Robots are on the march. Still today they are most closely associated in most people’s minds with heavy industrial environments such as car assembly plants, but advancing technology enables manufacturers to extend the uses of robots into homes, shops, city streets, hotels and many other settings.
The exciting new uses for robots will increasingly involve interaction with people, and require detailed awareness of the environment. Now a portfolio of sophisticated optical technologies from ams OSRAM is being deployed in the next generation of robots, enabling them to see and navigate the world around them, detect objects in proximity, and provide indicator signals to help people interact safely with them.
Mapping the environment around a robot
Object detection and mapping are crucial functions for a fully autonomous robot to perform. The more precisely and accurately the robot senses its environment, the faster and more efficiently it can move around a shared space.

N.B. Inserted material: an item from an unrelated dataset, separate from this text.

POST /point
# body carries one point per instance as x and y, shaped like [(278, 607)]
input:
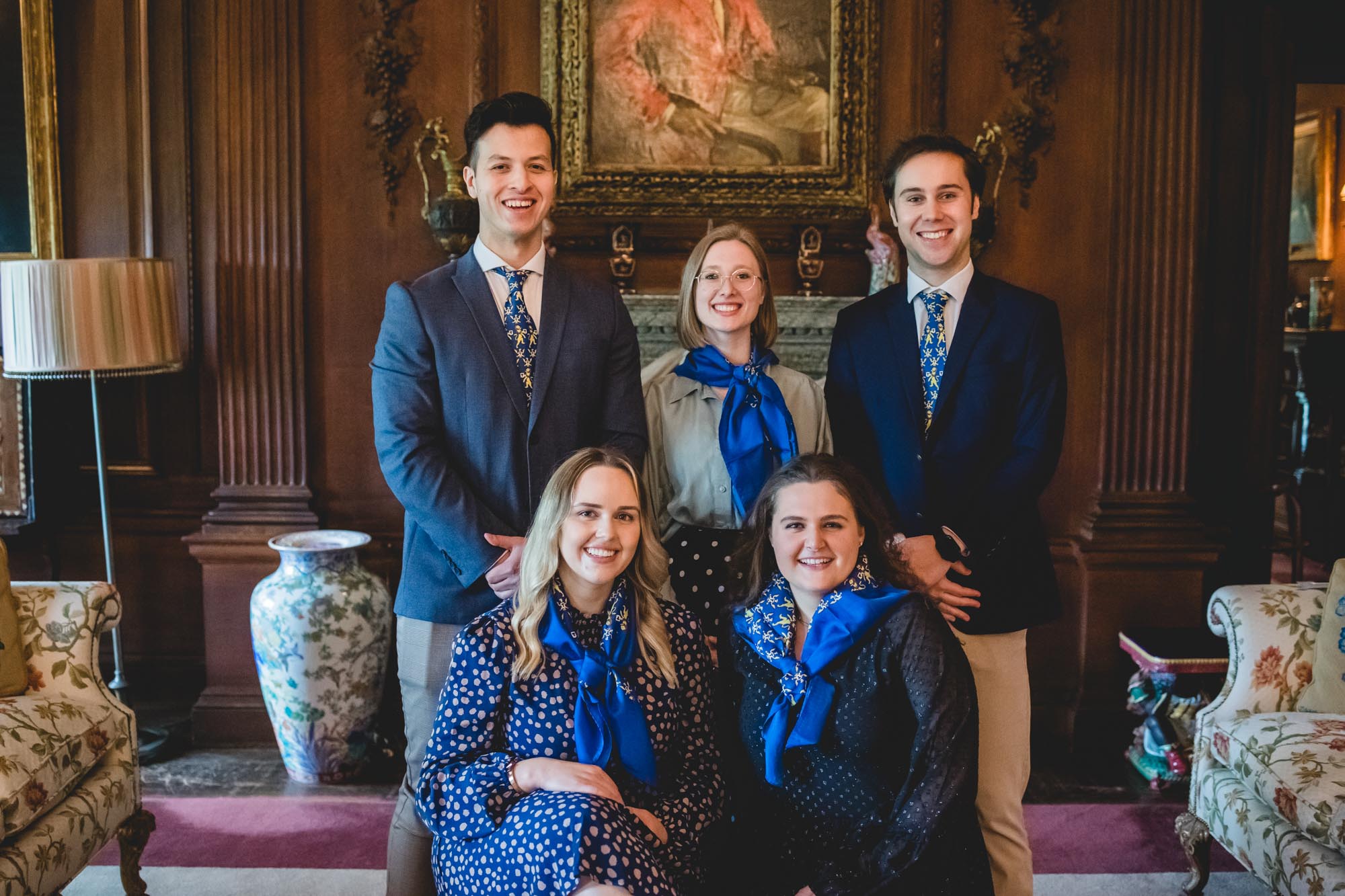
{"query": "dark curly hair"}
[(926, 143), (754, 559)]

Sophisticated robot designs build on 3D sensing, to build a ‘depth map’, which accurately represents the size and shape of objects within the field of view, and their distance from the sensor. Effective 3D sensing typically uses a combination of infrared emitters (IR LEDs or lasers) and high-resolution IR sensors for stereo or structured light based vision solutions. The Mira family of image sensors is especially useful in robotics applications because it is sensitive to both visible and IR wavelengths. For instance, the Mira220 is a near infrared global shutter image sensor that offers high quantum efficiency in the visible spectrum as well as in the near-infrared light spectrum, where quantum efficiency is up to 38% at 940nm based on our internal tests. There is more about the Mira family in this video.

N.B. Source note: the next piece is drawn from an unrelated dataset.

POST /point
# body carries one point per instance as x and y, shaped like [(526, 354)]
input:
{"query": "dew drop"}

A Mira image sensor can be used both for 3D sensing (in combination with 940nm IR emitters), as well as providing video image outputs to enable object recognition and other artificial intelligence (AI) functions. New use cases for imaging solutions on robots are emerging all the time, such as service robots collecting garbage from city streets. The combination of image sensing and AI allows the robot to identify and collect waste items correctly.
Integration of emitters and image sensors into a 3D sensing system can be eased by use of a reference design kit – the Oclea 3D Vision SDK from Teknique is particularly helpful. It provides a plug-and-play development platform for direct integration into the robot system of choice.

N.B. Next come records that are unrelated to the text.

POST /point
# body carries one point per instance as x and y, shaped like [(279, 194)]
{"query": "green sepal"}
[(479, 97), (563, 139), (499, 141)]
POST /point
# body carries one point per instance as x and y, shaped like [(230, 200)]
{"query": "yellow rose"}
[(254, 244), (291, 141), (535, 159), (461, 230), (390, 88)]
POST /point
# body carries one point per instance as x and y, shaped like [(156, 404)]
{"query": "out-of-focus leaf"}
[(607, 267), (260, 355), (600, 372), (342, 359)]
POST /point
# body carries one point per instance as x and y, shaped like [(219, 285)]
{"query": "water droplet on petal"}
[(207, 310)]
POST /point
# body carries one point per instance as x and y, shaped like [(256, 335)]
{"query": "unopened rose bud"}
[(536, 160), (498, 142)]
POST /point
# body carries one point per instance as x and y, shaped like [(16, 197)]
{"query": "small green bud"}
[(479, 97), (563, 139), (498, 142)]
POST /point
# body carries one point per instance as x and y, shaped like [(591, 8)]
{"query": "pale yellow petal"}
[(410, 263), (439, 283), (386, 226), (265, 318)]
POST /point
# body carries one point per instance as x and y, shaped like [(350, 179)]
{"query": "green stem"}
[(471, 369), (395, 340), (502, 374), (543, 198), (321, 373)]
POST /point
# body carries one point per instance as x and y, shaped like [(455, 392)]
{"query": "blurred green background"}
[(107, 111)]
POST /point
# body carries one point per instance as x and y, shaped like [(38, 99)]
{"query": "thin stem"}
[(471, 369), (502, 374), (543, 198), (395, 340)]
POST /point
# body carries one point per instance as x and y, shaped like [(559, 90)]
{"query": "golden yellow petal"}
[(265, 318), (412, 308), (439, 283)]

If 3D scanning accuracy is less crucial for the robot’s application use case and algorithmically simpler obstacle detection is already sufficient, multi-zone direct time-of-flight sensors could be the sensing solution of choice. These TMF882X sensors can be easily paired to scanning arrays with wider field of view or even combined with image based 3D scanning solutions for system wake-up if ultimate low-power design is required.
Advanced sensors to identify materials
A robot’s environment awareness will not be limited just navigation and collision avoidance. In a robotic floor cleaner, for instance, a spectral sensing IC such as the AS7343 can detect flooring materials, distinguishing wool from polyester from wood from ceramics. Besides material categorization, ams OSRAM's spectral sensors can also perform accurate measurements, to enable cleaning operations to be automatically optimized for the type of floor.
Spectral measurements made by a spectral sensor more accurately identify flooring materials than a visual camera backed by complex algorithms, and are simpler to implement: the sensor system relies only on machine learning-based algorithms to match an acquired spectral pattern with a reference sample stored in memory.
Light signals for communication with people
Optical technology can be used to signal to the outside world, as well as to sense the world around the robot.
New light projection technology provides an ideal method for a robot to signal intention. In the automotive sector, ams OSRAM has pioneered the implementation of projection lighting through micro-lens arrays to display, for instance, turn signals on to the road surface below the wing mirror.
In a robot, a micro-lens array could project symbols such as left-turn or right-turn arrows, or a set of pulsing rings surrounding the robot to indicate the extent of its safety zone, as the picture below shows. By communicating information and intention with light, the robot can guide humans to step out of its way more intuitively or navigate smoothly around it, without annoying alarm sounds or slowing the movement either of the robot or the person.
Advanced optical technology brings new value to robotics
Innovation in robotics is bringing exciting new use cases to the market. In many of them, robots will need to interact spontaneously and autonomously with people and objects in their environment. Advanced optical technologies from ams OSRAM for sensing and illumination provide the foundation for the development of this next generation of robots.